Rather, the attachment I have to the word "physically" is more along the lines of "metaphorical vs. physical" (i.e. "concrete", "real", "observable"). So along those lines, my natural understanding of "Physically based" rendering would be a process not based on abstract mathematical principles, but one that tries to take the physical properties of objects into account. So, maybe to render a rock you'd think about what it's made of, if moss grows on it, etc.

(I don't know if that's actually what PBR means, just that's what it sounds like to me as a native speaker.)


"Physically based" rolls off the tongue more easily, and the adverb "physically" is modifying the verb "based", and then "physically-based" or "physically based" combines into an adjective or sometimes an adverb.


One of the main concepts in physically based rendering, more than whether it uses path tracing or ray tracing or global illumination, is the notion of correctly modeled energy conservation with respect to the rendering of surfaces.

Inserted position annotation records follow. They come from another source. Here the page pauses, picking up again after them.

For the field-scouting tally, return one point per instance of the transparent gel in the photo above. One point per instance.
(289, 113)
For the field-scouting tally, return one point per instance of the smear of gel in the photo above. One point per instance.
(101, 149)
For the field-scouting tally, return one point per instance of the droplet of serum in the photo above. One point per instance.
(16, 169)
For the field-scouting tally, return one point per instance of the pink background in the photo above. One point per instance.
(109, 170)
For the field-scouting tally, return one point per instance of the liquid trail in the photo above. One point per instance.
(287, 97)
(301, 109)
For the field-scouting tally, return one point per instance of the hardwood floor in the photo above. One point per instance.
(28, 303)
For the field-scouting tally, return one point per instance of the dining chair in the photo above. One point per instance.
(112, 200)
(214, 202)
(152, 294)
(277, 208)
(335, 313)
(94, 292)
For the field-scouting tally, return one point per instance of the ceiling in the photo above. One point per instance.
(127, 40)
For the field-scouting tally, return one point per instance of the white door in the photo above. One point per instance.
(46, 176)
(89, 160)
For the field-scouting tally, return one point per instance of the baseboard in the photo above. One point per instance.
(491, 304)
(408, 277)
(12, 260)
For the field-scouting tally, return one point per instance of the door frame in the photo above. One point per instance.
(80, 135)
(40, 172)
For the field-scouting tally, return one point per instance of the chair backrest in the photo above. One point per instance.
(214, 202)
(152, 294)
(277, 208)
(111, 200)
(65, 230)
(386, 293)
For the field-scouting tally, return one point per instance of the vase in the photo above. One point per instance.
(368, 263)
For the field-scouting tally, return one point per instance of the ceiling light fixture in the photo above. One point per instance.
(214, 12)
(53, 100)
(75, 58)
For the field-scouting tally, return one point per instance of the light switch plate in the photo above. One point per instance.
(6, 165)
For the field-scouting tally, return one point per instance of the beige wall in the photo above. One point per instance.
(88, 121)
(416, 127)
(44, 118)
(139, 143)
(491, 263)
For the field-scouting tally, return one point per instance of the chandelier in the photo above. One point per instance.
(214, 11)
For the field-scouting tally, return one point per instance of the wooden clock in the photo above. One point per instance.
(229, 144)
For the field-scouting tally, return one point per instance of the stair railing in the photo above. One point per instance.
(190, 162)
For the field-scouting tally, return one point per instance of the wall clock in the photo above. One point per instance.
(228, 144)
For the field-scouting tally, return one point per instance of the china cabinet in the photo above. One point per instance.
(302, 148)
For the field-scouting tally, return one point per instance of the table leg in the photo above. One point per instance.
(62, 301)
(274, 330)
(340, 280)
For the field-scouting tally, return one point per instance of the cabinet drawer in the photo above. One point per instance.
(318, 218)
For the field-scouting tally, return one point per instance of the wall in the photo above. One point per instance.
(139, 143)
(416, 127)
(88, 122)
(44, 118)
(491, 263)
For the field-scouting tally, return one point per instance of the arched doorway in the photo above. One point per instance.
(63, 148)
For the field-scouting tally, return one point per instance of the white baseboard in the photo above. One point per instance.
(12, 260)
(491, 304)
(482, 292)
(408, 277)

have a look at this link: https://support.solidangle.com/display/AFMUG/Standard


Rather ironically, Arnold's standard shader still has bugs meaning its Cook-Torrance microfacet model isn't completely energy conserving at glancing angles...


Interesting. It's been around long enough you'd think they would have worked out those details. I just linked it because I felt it gave the clearest explanation of the concept.


"Physically Based" has somewhat turned into the CG/gamedev version of "Big Data". I remember reading a paper about physically based facial animation or modelling. Which uses the concepts of facial tissue and muscles to realistically render faces. It went all downhill after that though. We'll probably soon see a re-release of asteroids called "Physically Based Asteroids" because there is a multiplication in there somewhere that reminded the author of Newtons second law.


In rendering specifically it isn't nearly as much of an ambiguous buzzword.